3. Mengatur pembatasan kampanye dan kampanye secara terbuka sehingga biaya bisa dihemat dan mencegah benturan antar massa.
4. Akuntabilitas dana kampanye termasuk dana sosial. Tujuannya untuk mencegah kolusi.
5. Larangan politik uang, termasuk serangan fajar dan pembayaran terhadap partai politik pengusung. (SBY menyebutkan, banyak kepala daerah melakukan korupsi karena biaya pengeluaran kampanye).
6. Larangan fitnah dan kampanye hitam karena bisa menyesatkan publik karena merugikan calon yang difitnah. Para pelaku fitnah perlu diberikan sanksi hukum.
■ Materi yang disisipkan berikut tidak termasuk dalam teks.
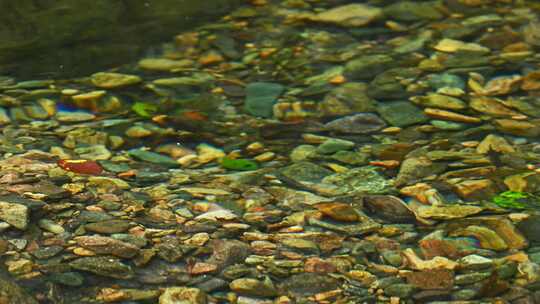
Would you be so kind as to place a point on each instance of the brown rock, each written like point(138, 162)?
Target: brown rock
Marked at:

7. Larangan pengerahan aparat birokrasi, karena ditengarai banyak calon menggunakan aparat birokrasi sehingga bisa mengganggu netralitas.
8. Larangan pencopotan aparat birokrasi pasca pilkada, karena calon yang menang merasa tidak didukung oleh aparat birokasi.
9. Selesaikan penyelesaian sengketa pilkada yang akuntabel dan tidak berlarut-larut serta perlu sistem yang tidak mudah dilakukan penyuapan.
10. Menuntut tanggung jawab calon atas kelakuan pendukungnya. (Menurut SBY, tidak sedikit aksi kekerasan dan destruktif terjadi dalam pilkada).